Jay’s figurative platform shifted throughout the night as well. As he ran through megahits from at least 10 different projects, his audience interactions changed in tone. He began on a characteristically braggadocious note, flaunting his wealth, his fame, and his legacy on tracks like “Fuckwithmeyouknowigotit” and “Run This Town.” But as the night moved on, his message grew more serious. He indirectly addressed his infidelity and encouraged the audience to “embrace being uncomfortable” before rapping 4:44’s title track, an apology to Beyoncé and to all the women he’s wronged over the years.

After another hit-filled run featuring “Izzo (H.O.V.A.),” “Dirt Off Your Shoulder,” “Public Service Announcement,” “99 Problems,” and “Big Pimpin’,” Jay took a turn towards the political. “The Story of O.J.” is easily the closest he’s ever come to “conscious rap,” and he prefaced it with a speech about police brutality, emphasizing that it should be a human issue, not a race issue. During the song, old school cartoon caricatures of black people played on the screens, sending a visible chill through the crowd and creating the most somber moment of the night. It was unclear where Hov would go next, but he ended up returning to his wheelhouse, restating his accomplishments and deftly spinning them into a message of black empowerment.

“Black people, dream as big as you want,” he beamed, after cutting off the beat to “Ni**as in Paris" to drive his message home. “Go into the boujiest hotel and eat the fanciest meal. It’s America, right?” He followed with yet another string of hits, including “Hard Knock Life” and “Empire State of Mind.”

For his final message, Hov went as broad as he could, shouting out anyone who’s ever been through hard times and reminding us to always smile. He then played “Smile,” an ode to his mother, Gloria Carter, who lived most of her life in the closet, only recently coming out as gay, even to her son. It’s a heartfelt song, and Ms. Carter’s presence on the track is touching, but the lyrics are somewhat pat, and the message preceding them on Thursday felt the same way.

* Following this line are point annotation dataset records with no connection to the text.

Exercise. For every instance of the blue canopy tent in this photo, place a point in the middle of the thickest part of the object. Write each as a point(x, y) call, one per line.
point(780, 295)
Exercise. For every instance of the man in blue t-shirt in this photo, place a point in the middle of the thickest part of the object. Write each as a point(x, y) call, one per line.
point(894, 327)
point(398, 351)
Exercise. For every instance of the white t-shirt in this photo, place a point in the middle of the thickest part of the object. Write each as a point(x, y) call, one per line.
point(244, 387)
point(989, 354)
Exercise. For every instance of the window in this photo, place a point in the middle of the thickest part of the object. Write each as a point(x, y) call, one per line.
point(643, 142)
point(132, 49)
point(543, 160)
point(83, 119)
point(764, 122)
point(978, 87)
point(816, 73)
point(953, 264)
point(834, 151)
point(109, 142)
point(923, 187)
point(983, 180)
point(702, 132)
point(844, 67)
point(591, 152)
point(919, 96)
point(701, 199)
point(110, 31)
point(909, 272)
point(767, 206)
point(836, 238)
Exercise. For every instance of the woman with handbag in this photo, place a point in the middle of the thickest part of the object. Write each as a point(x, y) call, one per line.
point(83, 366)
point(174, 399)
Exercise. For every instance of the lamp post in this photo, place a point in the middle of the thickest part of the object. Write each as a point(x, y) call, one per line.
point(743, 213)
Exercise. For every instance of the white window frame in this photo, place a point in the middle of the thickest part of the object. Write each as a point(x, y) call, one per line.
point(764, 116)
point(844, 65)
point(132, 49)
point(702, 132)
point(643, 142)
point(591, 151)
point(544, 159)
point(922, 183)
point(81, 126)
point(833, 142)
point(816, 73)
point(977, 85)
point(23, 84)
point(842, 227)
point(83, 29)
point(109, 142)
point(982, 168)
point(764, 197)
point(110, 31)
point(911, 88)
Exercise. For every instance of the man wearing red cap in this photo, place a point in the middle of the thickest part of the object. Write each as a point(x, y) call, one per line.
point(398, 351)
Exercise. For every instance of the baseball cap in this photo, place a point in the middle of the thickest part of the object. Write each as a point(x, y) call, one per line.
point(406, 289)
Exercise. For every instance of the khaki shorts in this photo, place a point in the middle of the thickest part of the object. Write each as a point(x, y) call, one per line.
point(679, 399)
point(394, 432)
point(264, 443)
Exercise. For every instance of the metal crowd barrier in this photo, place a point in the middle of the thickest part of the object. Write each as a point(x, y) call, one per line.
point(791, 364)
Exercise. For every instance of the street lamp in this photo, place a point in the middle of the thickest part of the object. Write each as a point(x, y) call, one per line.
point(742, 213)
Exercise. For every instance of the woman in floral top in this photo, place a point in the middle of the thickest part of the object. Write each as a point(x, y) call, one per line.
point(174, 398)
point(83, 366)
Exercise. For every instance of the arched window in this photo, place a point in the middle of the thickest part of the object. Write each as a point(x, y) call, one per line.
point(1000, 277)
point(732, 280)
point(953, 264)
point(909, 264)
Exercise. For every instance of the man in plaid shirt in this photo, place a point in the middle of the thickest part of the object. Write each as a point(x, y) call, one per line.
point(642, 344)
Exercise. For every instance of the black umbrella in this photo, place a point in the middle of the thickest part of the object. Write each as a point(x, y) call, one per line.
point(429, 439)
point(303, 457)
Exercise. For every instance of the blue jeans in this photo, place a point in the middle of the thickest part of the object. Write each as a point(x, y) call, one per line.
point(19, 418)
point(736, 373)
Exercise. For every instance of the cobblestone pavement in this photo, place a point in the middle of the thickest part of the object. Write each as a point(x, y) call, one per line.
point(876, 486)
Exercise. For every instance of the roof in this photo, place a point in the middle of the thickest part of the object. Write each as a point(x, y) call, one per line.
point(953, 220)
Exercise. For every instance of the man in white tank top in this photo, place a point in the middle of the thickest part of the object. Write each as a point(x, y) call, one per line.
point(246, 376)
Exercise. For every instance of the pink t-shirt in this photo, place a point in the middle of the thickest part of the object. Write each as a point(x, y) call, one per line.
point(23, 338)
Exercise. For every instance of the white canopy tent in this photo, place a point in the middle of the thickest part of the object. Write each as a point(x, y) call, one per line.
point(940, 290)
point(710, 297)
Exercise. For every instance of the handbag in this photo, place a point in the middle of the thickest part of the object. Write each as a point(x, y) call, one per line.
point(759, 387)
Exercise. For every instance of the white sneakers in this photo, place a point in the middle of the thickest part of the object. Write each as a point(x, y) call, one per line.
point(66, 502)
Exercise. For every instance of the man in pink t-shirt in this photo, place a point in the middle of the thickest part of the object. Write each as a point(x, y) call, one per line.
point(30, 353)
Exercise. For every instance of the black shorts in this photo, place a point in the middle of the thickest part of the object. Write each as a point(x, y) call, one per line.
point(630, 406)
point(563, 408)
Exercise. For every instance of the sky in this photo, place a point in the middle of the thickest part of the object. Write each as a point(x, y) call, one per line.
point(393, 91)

Before closing the show with “Numb/Encore,” his iconic mashup with Linkin Park, Jay shouted out recently deceased Chester Bennington and asked the crowd to put their phone lights up in remembrance. It’s a played-out trick, but like the attendance propaganda and the mild pandering, he sold it like the shrewd businessman he is. Jay-Z’s music may not be as edgy or as interesting as it used to be, but his hustle is as strong as ever.